From various of his poems we know that Guto was large and physically strong, recognised for his courage and sporting prowess, wore a beard and had black hair (though he rapidly went bald, leading him to jokingly compare himself to a tonsured monk wandering the countryside). Poets of the time commonly traded insults in verse, and the Hanmer poet Dafydd ap Edmund wrote that Guto was not good-looking and had a nose like a billhook, while another poet described him as having the alarming features of a bear.

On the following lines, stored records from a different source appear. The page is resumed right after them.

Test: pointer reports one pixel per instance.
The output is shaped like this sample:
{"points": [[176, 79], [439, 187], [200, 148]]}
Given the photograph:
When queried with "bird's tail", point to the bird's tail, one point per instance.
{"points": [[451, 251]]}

He was acknowledged as a master of praise poetry forms, an opinion echoed by the poet Tudur Aled, though he was also skilled at satirical poetry and like most bards of the period could exhibit a sharp humour on occasion. Work as a drover led to an incident in which he lost the priest of Corwen's sheep, instigating a poetic controversy with his rival Tudur Penllyn. While Guto chides Penllyn, who worked as a drover and wool-merchant, for not assisting him and vows never to set foot in the Marches again, Penllyn responds by describing a fantastical end for Guto's flock and suggests that Guto has in fact stolen the sheep to give to his wool-combing wife in Oswestry, in the process including digs at Guto's baldness. His finest and, to modern understanding, most powerful poems were written at the end of his long life and reflect on mortality, while he dismissed his earlier work as "babbling sweet nonsense continually" ("malu son melys ennyd").

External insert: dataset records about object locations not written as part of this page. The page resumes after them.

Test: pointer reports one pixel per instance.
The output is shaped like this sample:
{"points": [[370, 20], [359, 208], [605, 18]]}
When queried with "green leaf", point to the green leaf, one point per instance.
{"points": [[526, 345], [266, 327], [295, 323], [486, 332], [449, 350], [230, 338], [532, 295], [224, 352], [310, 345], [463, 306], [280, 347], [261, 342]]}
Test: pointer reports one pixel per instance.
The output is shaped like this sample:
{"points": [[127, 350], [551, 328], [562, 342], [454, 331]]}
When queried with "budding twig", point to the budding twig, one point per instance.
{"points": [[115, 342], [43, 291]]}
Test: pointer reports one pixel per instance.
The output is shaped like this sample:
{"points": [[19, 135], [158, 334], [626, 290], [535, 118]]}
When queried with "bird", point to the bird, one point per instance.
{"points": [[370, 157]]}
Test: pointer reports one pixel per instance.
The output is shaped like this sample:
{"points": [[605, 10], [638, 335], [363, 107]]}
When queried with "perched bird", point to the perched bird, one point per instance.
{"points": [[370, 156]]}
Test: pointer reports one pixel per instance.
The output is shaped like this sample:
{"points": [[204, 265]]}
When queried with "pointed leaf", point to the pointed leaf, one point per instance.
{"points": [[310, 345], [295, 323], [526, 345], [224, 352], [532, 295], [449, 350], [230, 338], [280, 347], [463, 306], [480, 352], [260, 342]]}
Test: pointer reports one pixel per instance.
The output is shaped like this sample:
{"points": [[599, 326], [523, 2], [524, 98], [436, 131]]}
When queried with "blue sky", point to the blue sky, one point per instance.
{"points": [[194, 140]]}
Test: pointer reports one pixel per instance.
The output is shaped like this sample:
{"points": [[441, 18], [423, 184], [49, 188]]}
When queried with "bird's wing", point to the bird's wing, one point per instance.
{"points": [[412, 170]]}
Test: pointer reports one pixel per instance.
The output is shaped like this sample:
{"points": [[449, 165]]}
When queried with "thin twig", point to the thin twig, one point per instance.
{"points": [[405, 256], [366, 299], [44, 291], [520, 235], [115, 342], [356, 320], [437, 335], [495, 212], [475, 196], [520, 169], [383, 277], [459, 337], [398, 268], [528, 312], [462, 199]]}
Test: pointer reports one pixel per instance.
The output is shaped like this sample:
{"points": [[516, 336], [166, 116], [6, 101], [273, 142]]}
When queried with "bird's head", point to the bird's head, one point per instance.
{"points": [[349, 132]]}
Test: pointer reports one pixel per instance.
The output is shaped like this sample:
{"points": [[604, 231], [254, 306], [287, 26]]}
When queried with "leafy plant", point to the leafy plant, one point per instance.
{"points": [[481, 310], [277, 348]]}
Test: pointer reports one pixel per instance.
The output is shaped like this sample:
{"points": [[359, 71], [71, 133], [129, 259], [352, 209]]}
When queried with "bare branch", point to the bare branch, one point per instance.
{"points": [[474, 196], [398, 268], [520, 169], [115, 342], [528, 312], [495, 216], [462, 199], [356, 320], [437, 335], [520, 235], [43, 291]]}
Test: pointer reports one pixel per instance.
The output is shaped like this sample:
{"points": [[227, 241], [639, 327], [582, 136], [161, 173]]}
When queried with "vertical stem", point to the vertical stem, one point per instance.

As a soldier, Guto fought on the Yorkist side during the Wars of the Roses, and composed poems in praise of King Edward IV and prominent Yorkists such as William Herbert and Sir Roger Kynaston. Despite this, after the Battle of Bosworth he praised Welsh Lancastrian Rhys ap Thomas for killing Richard III, writing that he "killed the boar, shaved his head". He also fought in France, and was widely travelled by the standards of his time. From one of his poems, In praise of Oswestry, it is apparent he lived for some years in the Shropshire town of which he described himself "Long wedded here, a burgess am I" (i.e. a freeman of the borough). He spent his last years in blindness as a lay guest at the Cistercian abbey of Valle Crucis, near Llangollen.

==Editions==
- Ifor Williams (ed.), Gwaith Guto'r Glyn (University of Wales Press, 1939). Annotated edition of the poems, in Welsh.